Only young women were adjudged wayward under these statutes (between the years 1882– 1925). The intent of the legislation was to police and regulate sexual offenses without the “stigma of the conviction of crime.” Young women’s sexual activity, it was believed, led “directly to the entrance of the minor upon a career of prostitution.” Yet such “protective measures” served only to criminalize young black women and make them even more vulnerable to state violence.

Serial lovers, a style of comportment, a lapse in judgement, a failure of restraint, an excess of desire—these were not crimes in and of themselves, but indications of impaired will and future crime. Those charged were not technically guilty of breaking the law or having committed a crime, so as a result, they were not protected by regular forms of due process, but subject to the discretion of the magistrate as to whether to suspend sentence, offer probation or commit the accused to the reformatory or other appropriate institutions. As a result of this discretion, many young black women who were first-time offenders, or to be more exact, young black women who had their first encounter with the police were likely to be sentenced to the reformatory for three years.

Young women’s sexual activity, it was believed, led “directly to the entrance of the minor upon a career of prostitution.”

The wayward were guilty of a manner of living and existing deemed dangerous, and were a risk to the public good. Formally, they were not juvenile delinquents because “delinquency includes the commission of an act which if committed by an adult would be adjudged a crime and punished as such.” In contrast, the provisions of the Wayward Minors Act held that “the definition of a wayward minor includes only non-criminal acts but which indicate the imminence of future criminality.

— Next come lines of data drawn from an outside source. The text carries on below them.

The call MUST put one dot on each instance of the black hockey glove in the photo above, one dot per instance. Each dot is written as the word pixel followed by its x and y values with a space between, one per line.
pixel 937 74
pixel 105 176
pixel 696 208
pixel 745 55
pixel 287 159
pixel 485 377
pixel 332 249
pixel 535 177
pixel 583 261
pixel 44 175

The paradox was that minor infractions and statutory offenses were subject to more severe forms of punishment than actual crimes. A girl convicted as a wayward minor might receive an indeterminate sentence of three years, while a woman convicted of prostitution might receive sixty days at the workhouse. When the young Billie Holiday appeared before the Women’s Court after being arrested in a disorderly house, the fourteen-year-old Elinora Harris gave her name as Eleanor Fagan, which was her grandmother’s surname, and pretended she was twenty-one in order to avoid a custodial sentence of three years at the reformatory in favor of a short stint at the workhouse. As she had hoped, the judge (Jean Norris) sentenced her to four months in the workhouse at Blackwell’s Island. This sentence was a month longer than the sentence received by the neighbor who raped her when she was eleven.

Wayward minor laws brought conduct such as drinking, dancing, dating (especially interracial liaisons), having sex, going to parties and cabarets, inviting men to your room, and roaming the street under the control of the police and the courts. These counter-conducts (different ways of conducting the self directed at challenging the hierarchy of life produced by the color line and enforced by the state) or errant ways of living were seized by the state in its calculation of social risks and dangers. Risk was the metric for tabulating future crimes and this foreshadowing determined the outcomes of young black women already targeted and vulnerable to myriad forms of state violence. The actuarial logic at work predicted the kind of persons and the kind of acts that were likely to lead to crime and social disorder. State racism exacerbated the reach of wayward minor laws, marking blackness as disorderly and criminal.


Harriet Powell has been credited with nothing: she remains a surplus woman of no significance, a nobody deemed unfit for history and destined to be a minor figure. What errant thoughts and wild ideas encouraged her to flout social norms and live outside and athwart the law in pursuit of pleasure and the quest for beauty? Or to never settle and keep running the streets? Was it to experience something akin to freedom or to enjoy the short-lived transport of autonomy? Was it the sweetness of phrases like I want you, I go where I please, Nobody owns me rolling around in her mouth?